The Grand Galleries
Matthew is an amateur photographer living in Wilmington, DE. He is inspired by the challenge of finding unique angles and perspectives, and enjoys bringing them to life in his photographs. This collection is titled "A Day In The Life", and is a collection of photographs with content ranging from quiet rural america to the busy big city. Use of selective focus, close-ups, and other creative effects bring focus to otherwise overlooked subjects.
Kenneth A. Bosch
This exhibit is largely comprised of work I’ve done over the past two years since my retirement from teaching. I am exploring two main lines of work that I have wanted to pursue for some time: micro views of scenes around my childhood home in New York State’s Western Catskill region and portraits of friends, relatives, media and political personages who affected me as I grew up. My paintings are realistic in style, but the still life/landscape series are abstract in their spirit. In my portraits, I hope to communicate the unique personality of the subject. My work is highly personal but it is my hope that it has some universal value. I invite the viewer to look into each painting and make his or her own connection.

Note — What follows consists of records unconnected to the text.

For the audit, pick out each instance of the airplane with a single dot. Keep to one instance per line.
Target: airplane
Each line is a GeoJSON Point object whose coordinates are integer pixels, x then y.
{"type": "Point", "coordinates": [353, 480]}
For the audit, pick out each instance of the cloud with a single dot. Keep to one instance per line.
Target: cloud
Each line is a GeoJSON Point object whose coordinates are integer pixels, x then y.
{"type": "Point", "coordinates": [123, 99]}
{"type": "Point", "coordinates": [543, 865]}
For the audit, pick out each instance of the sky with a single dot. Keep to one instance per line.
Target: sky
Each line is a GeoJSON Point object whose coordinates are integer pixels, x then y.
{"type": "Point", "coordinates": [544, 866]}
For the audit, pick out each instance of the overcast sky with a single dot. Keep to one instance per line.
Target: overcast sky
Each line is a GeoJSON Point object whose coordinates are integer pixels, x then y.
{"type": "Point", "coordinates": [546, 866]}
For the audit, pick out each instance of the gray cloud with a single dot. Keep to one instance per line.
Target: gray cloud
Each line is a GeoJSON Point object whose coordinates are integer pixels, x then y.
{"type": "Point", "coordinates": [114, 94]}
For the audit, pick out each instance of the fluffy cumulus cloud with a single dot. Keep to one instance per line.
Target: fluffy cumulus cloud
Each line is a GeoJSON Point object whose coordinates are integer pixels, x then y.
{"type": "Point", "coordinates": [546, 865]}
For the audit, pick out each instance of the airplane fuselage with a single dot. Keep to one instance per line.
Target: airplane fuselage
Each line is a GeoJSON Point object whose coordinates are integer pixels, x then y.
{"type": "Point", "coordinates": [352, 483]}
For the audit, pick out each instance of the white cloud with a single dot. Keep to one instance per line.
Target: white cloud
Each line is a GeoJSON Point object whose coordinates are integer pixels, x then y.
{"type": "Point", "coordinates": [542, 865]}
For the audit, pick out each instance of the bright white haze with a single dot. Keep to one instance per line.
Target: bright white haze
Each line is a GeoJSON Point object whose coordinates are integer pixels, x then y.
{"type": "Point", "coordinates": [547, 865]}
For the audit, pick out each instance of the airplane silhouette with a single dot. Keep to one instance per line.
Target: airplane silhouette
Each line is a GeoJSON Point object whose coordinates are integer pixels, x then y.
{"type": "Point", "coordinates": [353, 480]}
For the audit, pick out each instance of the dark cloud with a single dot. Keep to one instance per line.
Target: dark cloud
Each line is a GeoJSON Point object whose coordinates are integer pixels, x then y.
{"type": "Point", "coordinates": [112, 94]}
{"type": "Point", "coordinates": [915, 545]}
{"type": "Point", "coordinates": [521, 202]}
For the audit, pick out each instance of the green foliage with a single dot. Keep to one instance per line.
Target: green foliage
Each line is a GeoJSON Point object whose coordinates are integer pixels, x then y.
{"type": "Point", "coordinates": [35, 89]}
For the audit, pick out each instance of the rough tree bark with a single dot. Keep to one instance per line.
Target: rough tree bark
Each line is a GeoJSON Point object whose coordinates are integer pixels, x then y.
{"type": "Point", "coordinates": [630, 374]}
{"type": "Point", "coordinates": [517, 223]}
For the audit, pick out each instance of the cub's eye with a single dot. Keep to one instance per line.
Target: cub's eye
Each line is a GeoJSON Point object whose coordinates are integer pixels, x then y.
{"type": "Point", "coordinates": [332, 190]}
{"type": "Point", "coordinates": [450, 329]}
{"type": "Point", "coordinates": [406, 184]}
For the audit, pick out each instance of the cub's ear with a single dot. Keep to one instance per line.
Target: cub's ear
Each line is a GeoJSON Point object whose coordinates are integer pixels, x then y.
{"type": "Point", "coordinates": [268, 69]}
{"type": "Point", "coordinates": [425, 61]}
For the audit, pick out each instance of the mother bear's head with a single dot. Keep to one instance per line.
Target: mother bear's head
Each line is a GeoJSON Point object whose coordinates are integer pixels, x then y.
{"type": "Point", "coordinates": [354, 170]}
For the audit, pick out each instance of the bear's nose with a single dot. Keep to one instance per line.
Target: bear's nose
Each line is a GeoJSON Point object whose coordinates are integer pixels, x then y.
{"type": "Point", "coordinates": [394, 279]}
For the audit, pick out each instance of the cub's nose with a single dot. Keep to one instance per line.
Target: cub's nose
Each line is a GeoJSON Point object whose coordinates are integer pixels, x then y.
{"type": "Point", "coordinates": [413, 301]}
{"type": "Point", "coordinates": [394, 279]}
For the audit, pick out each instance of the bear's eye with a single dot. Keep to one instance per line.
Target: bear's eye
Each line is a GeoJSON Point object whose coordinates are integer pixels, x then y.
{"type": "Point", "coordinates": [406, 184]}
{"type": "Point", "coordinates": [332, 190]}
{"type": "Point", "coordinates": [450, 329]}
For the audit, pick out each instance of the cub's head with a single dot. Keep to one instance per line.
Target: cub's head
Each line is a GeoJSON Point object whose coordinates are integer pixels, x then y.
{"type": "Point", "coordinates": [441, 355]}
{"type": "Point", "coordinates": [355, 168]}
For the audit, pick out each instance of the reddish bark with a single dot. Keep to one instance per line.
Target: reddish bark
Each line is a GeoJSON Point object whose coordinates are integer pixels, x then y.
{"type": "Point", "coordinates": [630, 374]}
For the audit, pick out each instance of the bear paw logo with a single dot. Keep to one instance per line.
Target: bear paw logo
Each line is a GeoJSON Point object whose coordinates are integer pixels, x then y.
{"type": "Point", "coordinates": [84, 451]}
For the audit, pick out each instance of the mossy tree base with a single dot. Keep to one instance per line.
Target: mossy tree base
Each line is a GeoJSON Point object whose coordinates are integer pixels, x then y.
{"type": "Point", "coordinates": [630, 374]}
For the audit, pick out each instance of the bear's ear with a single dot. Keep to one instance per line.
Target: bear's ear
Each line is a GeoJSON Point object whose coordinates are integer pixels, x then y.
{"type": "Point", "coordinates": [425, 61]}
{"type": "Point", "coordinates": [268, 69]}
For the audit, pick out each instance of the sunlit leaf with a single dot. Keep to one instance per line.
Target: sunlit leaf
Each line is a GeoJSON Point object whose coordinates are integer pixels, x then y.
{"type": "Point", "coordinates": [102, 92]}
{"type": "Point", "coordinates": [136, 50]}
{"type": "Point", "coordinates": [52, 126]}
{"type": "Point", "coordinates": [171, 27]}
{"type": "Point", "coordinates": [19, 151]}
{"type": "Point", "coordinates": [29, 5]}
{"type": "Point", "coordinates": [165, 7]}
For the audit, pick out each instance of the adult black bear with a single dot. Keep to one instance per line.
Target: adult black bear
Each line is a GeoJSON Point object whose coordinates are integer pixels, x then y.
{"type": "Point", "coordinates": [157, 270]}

Kathy Herring has always loved to draw and paint, with a natural affinity for doing portraits. As she states on her website, kathyherringportraits.com,
I've always had a special gift for portraiture, and am especially fond of drawing children. People almost always tell me that I have captured more than just the appearance of their loved one, but something about their spirit, the unique spark of their individuality.
She has studied at the Art Students’ League in New York City and at the Pennsylvania Academy of Fine Arts in Philadelphia, where she met David Shevlino, her husband and fellow artist.

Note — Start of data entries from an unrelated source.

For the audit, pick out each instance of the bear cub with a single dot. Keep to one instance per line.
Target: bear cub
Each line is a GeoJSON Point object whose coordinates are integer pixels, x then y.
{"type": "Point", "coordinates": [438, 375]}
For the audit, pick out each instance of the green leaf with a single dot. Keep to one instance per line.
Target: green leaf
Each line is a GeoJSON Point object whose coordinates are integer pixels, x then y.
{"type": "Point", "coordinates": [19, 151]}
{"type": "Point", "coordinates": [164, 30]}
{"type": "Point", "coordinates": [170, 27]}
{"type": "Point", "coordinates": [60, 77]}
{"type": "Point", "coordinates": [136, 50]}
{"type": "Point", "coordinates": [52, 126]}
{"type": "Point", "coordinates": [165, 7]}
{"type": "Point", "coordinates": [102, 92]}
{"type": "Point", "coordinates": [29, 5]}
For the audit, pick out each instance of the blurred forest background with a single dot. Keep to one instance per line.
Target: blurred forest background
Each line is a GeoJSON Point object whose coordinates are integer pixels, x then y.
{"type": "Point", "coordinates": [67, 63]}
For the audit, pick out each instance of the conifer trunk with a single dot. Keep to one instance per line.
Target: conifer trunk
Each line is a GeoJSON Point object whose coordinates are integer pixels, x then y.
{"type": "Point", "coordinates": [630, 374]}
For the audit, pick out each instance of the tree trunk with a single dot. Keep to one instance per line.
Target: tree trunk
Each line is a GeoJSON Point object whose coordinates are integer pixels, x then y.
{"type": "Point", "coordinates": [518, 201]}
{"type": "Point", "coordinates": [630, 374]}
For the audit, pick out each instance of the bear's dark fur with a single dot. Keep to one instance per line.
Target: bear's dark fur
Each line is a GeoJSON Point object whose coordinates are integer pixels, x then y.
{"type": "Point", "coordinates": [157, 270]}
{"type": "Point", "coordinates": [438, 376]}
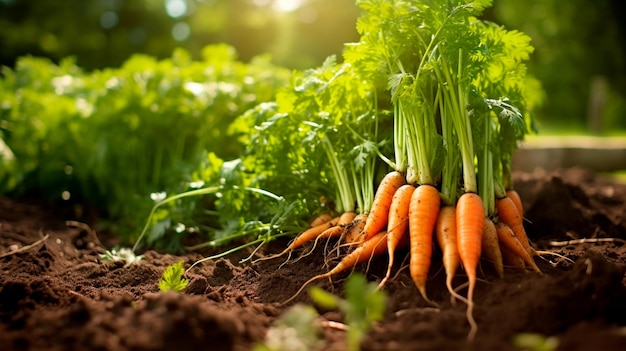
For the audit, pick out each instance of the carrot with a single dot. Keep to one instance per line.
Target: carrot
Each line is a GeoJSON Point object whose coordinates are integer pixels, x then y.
{"type": "Point", "coordinates": [445, 231]}
{"type": "Point", "coordinates": [305, 237]}
{"type": "Point", "coordinates": [470, 221]}
{"type": "Point", "coordinates": [342, 222]}
{"type": "Point", "coordinates": [517, 200]}
{"type": "Point", "coordinates": [354, 230]}
{"type": "Point", "coordinates": [511, 259]}
{"type": "Point", "coordinates": [398, 223]}
{"type": "Point", "coordinates": [321, 219]}
{"type": "Point", "coordinates": [379, 211]}
{"type": "Point", "coordinates": [423, 213]}
{"type": "Point", "coordinates": [508, 239]}
{"type": "Point", "coordinates": [375, 246]}
{"type": "Point", "coordinates": [491, 247]}
{"type": "Point", "coordinates": [508, 213]}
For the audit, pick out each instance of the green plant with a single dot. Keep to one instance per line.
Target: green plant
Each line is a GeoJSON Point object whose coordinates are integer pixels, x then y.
{"type": "Point", "coordinates": [172, 279]}
{"type": "Point", "coordinates": [298, 329]}
{"type": "Point", "coordinates": [106, 140]}
{"type": "Point", "coordinates": [121, 254]}
{"type": "Point", "coordinates": [363, 305]}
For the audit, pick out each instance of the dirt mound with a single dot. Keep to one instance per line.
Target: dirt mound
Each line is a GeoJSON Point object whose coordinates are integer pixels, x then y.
{"type": "Point", "coordinates": [59, 295]}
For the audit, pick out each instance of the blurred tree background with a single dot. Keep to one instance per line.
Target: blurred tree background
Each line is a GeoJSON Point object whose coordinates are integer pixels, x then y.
{"type": "Point", "coordinates": [580, 55]}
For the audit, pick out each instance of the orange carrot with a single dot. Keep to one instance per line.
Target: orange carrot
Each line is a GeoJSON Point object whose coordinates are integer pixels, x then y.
{"type": "Point", "coordinates": [379, 212]}
{"type": "Point", "coordinates": [321, 219]}
{"type": "Point", "coordinates": [508, 213]}
{"type": "Point", "coordinates": [511, 259]}
{"type": "Point", "coordinates": [343, 221]}
{"type": "Point", "coordinates": [470, 222]}
{"type": "Point", "coordinates": [491, 248]}
{"type": "Point", "coordinates": [507, 238]}
{"type": "Point", "coordinates": [423, 213]}
{"type": "Point", "coordinates": [375, 246]}
{"type": "Point", "coordinates": [398, 223]}
{"type": "Point", "coordinates": [354, 232]}
{"type": "Point", "coordinates": [346, 218]}
{"type": "Point", "coordinates": [445, 231]}
{"type": "Point", "coordinates": [305, 237]}
{"type": "Point", "coordinates": [517, 200]}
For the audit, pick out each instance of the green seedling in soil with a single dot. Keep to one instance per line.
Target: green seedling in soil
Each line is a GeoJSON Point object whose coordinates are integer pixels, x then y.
{"type": "Point", "coordinates": [364, 304]}
{"type": "Point", "coordinates": [296, 330]}
{"type": "Point", "coordinates": [172, 279]}
{"type": "Point", "coordinates": [535, 342]}
{"type": "Point", "coordinates": [123, 254]}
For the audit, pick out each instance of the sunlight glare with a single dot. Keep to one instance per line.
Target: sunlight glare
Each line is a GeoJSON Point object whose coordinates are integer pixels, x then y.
{"type": "Point", "coordinates": [287, 5]}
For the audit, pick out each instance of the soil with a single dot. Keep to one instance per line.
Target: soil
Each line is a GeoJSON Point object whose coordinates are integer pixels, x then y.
{"type": "Point", "coordinates": [59, 294]}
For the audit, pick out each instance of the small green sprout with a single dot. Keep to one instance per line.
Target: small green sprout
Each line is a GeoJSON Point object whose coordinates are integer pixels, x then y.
{"type": "Point", "coordinates": [296, 330]}
{"type": "Point", "coordinates": [124, 254]}
{"type": "Point", "coordinates": [535, 342]}
{"type": "Point", "coordinates": [172, 279]}
{"type": "Point", "coordinates": [364, 305]}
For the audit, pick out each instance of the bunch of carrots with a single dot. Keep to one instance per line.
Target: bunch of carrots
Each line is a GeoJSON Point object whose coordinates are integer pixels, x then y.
{"type": "Point", "coordinates": [456, 88]}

BARNS are Comfort Food for the Soul
by Sherry McVickar
I paint BARN portraits from an artisan’s point of view. This point of view has five angles:
#1. “VAN GOO” is my painter name: I like my paint gooey and thick. My painting style is characterized by building up thick layers of paint. In classical terms this technique is called ‘impasto’.
#2. I travel the country-side knocking on complete stranger’s doors asking if I may paint a picture of their BARN. (Sometimes I just drive up: slam on the brakes, jump out, plaster paint all over, throw everything back in the car, and speed away).

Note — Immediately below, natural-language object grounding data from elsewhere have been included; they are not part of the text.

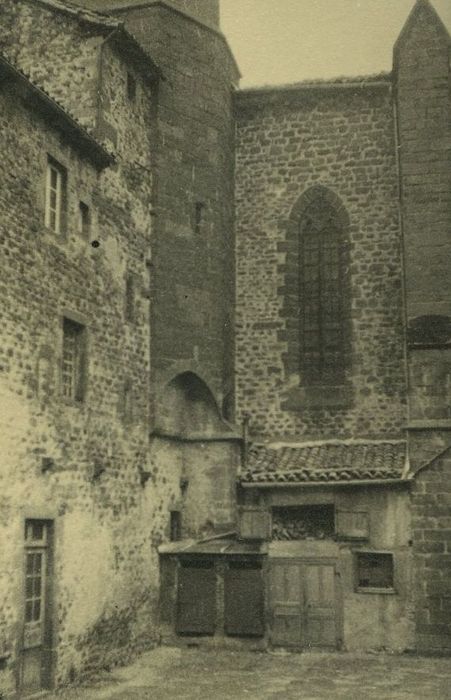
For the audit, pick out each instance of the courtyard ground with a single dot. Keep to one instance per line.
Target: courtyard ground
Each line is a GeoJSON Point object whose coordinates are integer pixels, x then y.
{"type": "Point", "coordinates": [193, 674]}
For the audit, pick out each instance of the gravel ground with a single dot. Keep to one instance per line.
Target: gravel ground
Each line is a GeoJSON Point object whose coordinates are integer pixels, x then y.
{"type": "Point", "coordinates": [168, 673]}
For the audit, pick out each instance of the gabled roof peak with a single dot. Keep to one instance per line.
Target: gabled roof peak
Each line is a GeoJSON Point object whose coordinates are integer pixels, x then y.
{"type": "Point", "coordinates": [419, 7]}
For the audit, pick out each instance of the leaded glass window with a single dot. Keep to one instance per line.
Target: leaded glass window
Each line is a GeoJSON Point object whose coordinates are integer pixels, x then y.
{"type": "Point", "coordinates": [321, 244]}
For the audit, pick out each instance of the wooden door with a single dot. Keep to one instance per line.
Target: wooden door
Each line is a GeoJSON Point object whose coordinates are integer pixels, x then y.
{"type": "Point", "coordinates": [35, 663]}
{"type": "Point", "coordinates": [287, 603]}
{"type": "Point", "coordinates": [196, 598]}
{"type": "Point", "coordinates": [244, 599]}
{"type": "Point", "coordinates": [305, 603]}
{"type": "Point", "coordinates": [321, 612]}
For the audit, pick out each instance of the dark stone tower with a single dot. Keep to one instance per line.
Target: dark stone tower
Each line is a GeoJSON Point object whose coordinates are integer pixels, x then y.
{"type": "Point", "coordinates": [193, 241]}
{"type": "Point", "coordinates": [192, 265]}
{"type": "Point", "coordinates": [423, 105]}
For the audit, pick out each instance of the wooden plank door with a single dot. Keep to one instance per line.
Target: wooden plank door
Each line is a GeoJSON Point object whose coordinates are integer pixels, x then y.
{"type": "Point", "coordinates": [321, 605]}
{"type": "Point", "coordinates": [304, 603]}
{"type": "Point", "coordinates": [35, 663]}
{"type": "Point", "coordinates": [196, 598]}
{"type": "Point", "coordinates": [244, 599]}
{"type": "Point", "coordinates": [287, 603]}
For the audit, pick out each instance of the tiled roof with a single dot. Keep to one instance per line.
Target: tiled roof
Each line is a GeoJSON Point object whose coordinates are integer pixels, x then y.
{"type": "Point", "coordinates": [129, 44]}
{"type": "Point", "coordinates": [41, 100]}
{"type": "Point", "coordinates": [325, 462]}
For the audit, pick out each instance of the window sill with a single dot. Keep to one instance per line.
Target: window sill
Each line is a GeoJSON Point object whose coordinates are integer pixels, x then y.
{"type": "Point", "coordinates": [318, 397]}
{"type": "Point", "coordinates": [376, 591]}
{"type": "Point", "coordinates": [72, 403]}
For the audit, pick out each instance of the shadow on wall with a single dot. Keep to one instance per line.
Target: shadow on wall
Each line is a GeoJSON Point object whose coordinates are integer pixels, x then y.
{"type": "Point", "coordinates": [189, 410]}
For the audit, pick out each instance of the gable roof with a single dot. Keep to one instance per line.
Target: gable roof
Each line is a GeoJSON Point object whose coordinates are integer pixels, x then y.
{"type": "Point", "coordinates": [420, 6]}
{"type": "Point", "coordinates": [129, 46]}
{"type": "Point", "coordinates": [56, 115]}
{"type": "Point", "coordinates": [326, 462]}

#3. To sit in the shade on a warm, cloudless day, listening to the birds, bees, and animal conversations: This is the addictive element of what I do called Painting “ En Plien Aire” (French for “in plenty of air”).
#4. I paint BARNS because of my love of architecture, geometry, human ingenuity, and crafts-—person—-ship.
#5. BARNS are as beautiful as any horse, or iris, or waterfall, or sunset. The USA has an extremely rich farming heritage which must-at all costs-be preserved in art and life. Thank you for joining me in seeing and appreciating them for the first or the thousandth time.